Dans cette perspective, le pouvoir qui a tout l’intérêt à initier un dialogue structuré pour obtenir le soutien et l’implication des partenaires comme l’OIF, l’UA, l’Union européenne et les Etats-Unis a déjà commencé à tâter le terrain. Et c’est le Président de la République, Pr Alpha Condé, qui s’est mis à la tâche lui-même en annonçant une reprise prochaine des discussions avec ses opposants. En présidant jeudi dernier, au Palais, la cérémonie de décoration à titre posthume de l’ambassadeur américain Simon Henshaw, il avait clairement évoqué la nécessité de relancer le dialogue politique avant la joute électorale.

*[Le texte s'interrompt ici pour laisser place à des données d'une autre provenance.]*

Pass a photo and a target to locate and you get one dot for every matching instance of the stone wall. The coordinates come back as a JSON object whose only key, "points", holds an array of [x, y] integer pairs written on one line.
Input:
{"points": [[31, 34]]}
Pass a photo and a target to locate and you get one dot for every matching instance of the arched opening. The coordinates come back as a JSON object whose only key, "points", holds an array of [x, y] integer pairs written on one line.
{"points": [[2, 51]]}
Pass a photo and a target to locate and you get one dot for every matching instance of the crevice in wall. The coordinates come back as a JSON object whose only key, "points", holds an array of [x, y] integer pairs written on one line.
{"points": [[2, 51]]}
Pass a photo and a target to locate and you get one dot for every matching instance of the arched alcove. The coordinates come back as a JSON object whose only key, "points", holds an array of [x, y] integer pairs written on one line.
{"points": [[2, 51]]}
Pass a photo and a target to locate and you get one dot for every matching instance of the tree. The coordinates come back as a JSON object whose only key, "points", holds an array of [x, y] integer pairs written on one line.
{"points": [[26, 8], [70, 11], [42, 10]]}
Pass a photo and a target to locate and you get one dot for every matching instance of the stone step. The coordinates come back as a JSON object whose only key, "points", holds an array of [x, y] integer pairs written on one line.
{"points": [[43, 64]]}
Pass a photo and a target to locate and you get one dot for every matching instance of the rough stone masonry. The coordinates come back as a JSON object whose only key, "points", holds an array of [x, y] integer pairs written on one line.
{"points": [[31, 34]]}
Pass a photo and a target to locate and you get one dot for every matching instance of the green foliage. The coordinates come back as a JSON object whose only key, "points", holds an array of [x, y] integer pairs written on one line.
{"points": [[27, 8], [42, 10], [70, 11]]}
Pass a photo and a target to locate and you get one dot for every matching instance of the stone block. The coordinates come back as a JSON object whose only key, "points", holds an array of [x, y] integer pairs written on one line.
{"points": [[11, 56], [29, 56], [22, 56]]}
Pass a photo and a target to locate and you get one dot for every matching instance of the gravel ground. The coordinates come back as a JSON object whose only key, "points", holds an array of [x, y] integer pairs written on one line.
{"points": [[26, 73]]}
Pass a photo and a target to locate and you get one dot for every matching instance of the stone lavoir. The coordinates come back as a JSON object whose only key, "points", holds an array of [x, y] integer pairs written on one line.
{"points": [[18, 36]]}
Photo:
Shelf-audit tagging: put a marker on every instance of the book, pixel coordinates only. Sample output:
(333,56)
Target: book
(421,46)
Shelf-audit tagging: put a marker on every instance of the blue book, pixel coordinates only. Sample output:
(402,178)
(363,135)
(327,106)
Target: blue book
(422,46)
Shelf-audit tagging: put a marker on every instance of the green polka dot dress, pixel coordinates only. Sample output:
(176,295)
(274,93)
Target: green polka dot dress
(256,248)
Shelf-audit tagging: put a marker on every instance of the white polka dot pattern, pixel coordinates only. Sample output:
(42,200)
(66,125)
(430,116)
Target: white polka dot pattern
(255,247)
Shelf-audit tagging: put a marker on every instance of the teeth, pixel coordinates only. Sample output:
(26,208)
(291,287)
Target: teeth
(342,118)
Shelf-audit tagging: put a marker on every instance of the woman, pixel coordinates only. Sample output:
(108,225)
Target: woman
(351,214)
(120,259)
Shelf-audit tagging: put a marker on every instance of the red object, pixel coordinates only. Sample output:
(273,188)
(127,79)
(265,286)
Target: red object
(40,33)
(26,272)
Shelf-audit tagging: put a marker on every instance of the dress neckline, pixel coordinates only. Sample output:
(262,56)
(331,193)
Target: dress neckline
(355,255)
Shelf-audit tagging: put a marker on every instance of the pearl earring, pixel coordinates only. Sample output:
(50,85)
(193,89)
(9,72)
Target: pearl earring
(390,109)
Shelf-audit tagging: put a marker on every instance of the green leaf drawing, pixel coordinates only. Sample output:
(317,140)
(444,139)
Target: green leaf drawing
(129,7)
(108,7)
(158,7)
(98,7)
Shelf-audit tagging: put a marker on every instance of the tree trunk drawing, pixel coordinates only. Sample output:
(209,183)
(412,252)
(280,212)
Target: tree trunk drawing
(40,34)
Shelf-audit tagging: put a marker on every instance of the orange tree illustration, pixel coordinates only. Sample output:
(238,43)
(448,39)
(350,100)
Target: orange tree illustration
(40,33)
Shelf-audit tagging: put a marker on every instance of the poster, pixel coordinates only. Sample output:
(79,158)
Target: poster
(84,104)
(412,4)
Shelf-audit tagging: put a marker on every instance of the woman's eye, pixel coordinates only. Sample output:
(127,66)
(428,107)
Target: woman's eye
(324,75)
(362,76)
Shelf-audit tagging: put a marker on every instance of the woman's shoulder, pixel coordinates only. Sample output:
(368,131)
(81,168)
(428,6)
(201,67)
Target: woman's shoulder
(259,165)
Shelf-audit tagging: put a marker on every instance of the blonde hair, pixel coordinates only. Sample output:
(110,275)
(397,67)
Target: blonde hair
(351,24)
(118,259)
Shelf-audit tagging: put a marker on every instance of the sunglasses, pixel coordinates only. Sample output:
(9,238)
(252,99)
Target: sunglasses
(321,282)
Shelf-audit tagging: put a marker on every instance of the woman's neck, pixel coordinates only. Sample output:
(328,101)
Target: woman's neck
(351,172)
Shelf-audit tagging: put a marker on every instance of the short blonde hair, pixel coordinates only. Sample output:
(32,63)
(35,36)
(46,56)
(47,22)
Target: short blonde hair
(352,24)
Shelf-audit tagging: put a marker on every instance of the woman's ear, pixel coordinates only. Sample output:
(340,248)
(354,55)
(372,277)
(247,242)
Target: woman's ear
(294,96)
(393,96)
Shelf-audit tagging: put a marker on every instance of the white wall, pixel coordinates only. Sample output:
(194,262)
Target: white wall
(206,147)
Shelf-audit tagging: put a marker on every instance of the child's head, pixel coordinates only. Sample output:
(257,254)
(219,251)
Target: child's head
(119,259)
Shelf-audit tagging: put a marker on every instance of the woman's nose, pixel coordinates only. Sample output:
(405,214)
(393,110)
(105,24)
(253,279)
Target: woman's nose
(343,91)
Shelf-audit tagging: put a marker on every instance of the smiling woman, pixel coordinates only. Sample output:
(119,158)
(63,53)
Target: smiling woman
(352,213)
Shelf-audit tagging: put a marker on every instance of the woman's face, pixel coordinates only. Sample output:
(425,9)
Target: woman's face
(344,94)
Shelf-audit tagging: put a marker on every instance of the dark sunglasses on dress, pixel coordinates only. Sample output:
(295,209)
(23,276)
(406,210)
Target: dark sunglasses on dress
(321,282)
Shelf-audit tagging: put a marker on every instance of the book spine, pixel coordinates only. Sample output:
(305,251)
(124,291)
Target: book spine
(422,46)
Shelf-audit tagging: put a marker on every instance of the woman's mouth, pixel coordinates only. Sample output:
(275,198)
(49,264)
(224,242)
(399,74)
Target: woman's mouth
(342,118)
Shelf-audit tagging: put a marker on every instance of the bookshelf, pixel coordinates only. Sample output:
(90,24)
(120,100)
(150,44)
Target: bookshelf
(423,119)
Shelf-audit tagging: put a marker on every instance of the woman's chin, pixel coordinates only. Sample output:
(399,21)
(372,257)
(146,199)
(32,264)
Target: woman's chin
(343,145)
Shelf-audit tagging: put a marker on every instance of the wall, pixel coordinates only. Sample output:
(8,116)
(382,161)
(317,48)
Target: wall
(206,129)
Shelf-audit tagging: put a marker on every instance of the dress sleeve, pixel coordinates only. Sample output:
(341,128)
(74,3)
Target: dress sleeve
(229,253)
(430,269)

Au sein de l’opposition radicale, cette intention présidentielle ne procure pas pour l’instant beaucoup enthousiasme. Surtout quand on sait que le camp d’en face, très rusé, utilise depuis 2010 les dialogues politiques pour dérouler discrètement son calendrier. L’opposition qui entend reprendre les manifestations de rue après l’Etat d’urgence sanitaire pour dénoncer les arrestations politiques et les législatives contestées de mars, veut avoir quelques garanties avant d’entreprendre un quelconque dialogue.

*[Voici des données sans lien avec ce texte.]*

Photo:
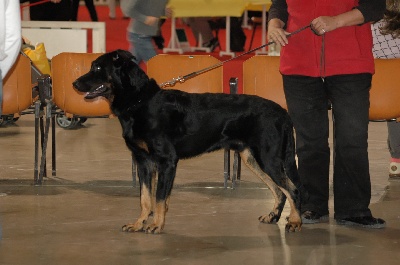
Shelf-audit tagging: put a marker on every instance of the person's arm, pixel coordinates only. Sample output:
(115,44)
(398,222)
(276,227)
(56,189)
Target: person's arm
(277,18)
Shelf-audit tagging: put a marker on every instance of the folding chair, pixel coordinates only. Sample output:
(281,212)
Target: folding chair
(165,67)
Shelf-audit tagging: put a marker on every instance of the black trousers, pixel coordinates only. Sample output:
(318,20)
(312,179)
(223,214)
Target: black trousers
(307,99)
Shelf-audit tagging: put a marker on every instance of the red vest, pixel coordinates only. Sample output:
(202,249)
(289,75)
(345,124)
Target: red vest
(348,50)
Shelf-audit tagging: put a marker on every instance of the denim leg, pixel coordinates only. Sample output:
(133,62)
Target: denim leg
(308,108)
(394,139)
(141,46)
(1,93)
(349,95)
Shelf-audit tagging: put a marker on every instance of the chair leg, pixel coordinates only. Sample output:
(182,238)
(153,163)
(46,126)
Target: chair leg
(237,165)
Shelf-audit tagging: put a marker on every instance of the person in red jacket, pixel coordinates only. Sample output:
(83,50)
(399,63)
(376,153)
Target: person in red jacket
(330,64)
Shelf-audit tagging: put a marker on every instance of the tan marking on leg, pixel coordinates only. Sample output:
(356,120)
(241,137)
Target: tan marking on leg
(143,145)
(145,205)
(294,220)
(153,190)
(159,218)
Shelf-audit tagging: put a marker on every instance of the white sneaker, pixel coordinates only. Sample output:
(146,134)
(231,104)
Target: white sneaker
(394,170)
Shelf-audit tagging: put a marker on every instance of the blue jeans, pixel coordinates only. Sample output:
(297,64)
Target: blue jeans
(141,46)
(1,93)
(307,99)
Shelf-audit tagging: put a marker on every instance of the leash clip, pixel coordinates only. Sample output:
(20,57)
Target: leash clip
(172,82)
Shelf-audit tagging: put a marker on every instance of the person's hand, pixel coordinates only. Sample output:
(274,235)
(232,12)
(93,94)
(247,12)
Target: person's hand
(322,25)
(151,20)
(168,12)
(277,34)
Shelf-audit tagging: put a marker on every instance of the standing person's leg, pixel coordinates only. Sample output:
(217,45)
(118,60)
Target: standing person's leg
(92,10)
(112,6)
(308,108)
(349,95)
(394,148)
(74,11)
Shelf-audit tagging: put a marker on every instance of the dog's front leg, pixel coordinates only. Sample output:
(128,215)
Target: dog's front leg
(147,175)
(166,176)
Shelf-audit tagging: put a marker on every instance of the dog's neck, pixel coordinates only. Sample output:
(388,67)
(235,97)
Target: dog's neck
(128,103)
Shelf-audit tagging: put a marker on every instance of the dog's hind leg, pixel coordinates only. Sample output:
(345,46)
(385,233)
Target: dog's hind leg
(147,178)
(285,189)
(280,197)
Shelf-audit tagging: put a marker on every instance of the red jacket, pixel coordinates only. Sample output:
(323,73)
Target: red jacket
(348,50)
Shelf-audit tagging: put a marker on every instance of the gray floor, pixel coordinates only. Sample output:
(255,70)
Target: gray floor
(76,217)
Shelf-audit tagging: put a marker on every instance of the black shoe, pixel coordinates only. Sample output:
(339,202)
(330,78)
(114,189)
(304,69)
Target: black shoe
(310,217)
(212,44)
(365,221)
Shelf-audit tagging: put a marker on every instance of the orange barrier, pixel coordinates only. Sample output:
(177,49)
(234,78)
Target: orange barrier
(385,90)
(65,69)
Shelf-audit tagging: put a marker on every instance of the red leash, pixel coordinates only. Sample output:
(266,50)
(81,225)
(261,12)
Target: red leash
(37,3)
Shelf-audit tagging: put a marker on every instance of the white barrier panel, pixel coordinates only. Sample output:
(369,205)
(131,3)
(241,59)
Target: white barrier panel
(65,36)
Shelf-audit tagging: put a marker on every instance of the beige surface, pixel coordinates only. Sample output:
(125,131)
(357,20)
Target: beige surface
(76,217)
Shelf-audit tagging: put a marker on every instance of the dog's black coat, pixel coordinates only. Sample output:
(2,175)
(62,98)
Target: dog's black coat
(162,126)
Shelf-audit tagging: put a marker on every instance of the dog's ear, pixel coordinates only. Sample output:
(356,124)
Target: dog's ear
(131,74)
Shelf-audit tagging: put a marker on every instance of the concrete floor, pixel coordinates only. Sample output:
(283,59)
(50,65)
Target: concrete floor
(76,217)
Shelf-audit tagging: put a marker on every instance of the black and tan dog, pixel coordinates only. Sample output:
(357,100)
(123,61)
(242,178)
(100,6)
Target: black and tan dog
(162,126)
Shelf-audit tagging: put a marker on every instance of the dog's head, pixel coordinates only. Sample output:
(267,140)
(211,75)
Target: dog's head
(112,74)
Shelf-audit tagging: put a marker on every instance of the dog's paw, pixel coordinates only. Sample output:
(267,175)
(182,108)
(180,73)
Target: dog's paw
(293,226)
(153,229)
(271,218)
(136,227)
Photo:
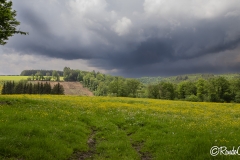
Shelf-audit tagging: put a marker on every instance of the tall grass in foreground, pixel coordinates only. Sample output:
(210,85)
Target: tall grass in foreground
(55,127)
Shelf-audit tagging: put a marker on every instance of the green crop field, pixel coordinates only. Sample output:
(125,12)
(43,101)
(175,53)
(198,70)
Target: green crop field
(73,127)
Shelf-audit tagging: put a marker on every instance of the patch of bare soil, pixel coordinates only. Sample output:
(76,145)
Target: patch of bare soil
(88,154)
(144,155)
(5,103)
(72,88)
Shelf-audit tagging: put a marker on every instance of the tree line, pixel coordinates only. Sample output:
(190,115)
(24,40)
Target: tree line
(24,87)
(211,89)
(42,72)
(217,89)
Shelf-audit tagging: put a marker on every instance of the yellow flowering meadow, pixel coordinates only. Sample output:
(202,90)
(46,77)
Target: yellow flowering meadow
(123,128)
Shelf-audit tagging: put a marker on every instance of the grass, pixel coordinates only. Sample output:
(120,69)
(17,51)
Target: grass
(57,127)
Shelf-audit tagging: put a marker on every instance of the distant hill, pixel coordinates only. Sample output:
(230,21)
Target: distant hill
(72,88)
(44,72)
(188,77)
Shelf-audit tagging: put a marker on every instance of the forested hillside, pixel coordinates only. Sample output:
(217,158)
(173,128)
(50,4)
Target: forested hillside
(194,87)
(188,77)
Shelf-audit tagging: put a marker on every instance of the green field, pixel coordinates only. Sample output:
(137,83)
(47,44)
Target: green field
(73,127)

A l’Union des forces démocratiques de Guinée, la principale force politique de l’opposition où on qualifie Alpha Condé de « vieux roublard », des voix parmi les plus autorisées appellent désormais le président à satisfaire quelques préalables au nombre desquels une annonce publique qu’il renonce à briguer un mandat supplémentaire. C’est en tout en cas ce qu’a laissé entendre le directeur de la communication de l’UFDG. « On ne fait pas un dialogue pour un dialogue. Quels sont les sujets à débattre ? Quelle sont les garanties ? Pour nous, il n’est pas question d’aller parler avec des gens qui opèrent un coup d’Etat Constitutionnel. Il y a des préalables à remplir et l’un des plus importants, c’est qu’Alpha Condé s’engage solennellement à respecter les termes de son mandat, à respecter l’esprit et la lettre de la Constitution qui l’a porté comme Chef d’Etat où il est clairement indiqué qu’il ne sera pas candidat à un troisième mandat consécutif ou non (…) c’est fondamental pour nous ».
La volonté affichée par Alpha Condé depuis le palais Sèkhoutoureyah est prise avec pincettes dans les QG des partis d’opposition où on entrevoie déjà une espèce de « poudre aux yeux », visant à les assommer, définitivement, après le coup de force des élections législatives de mars dernier.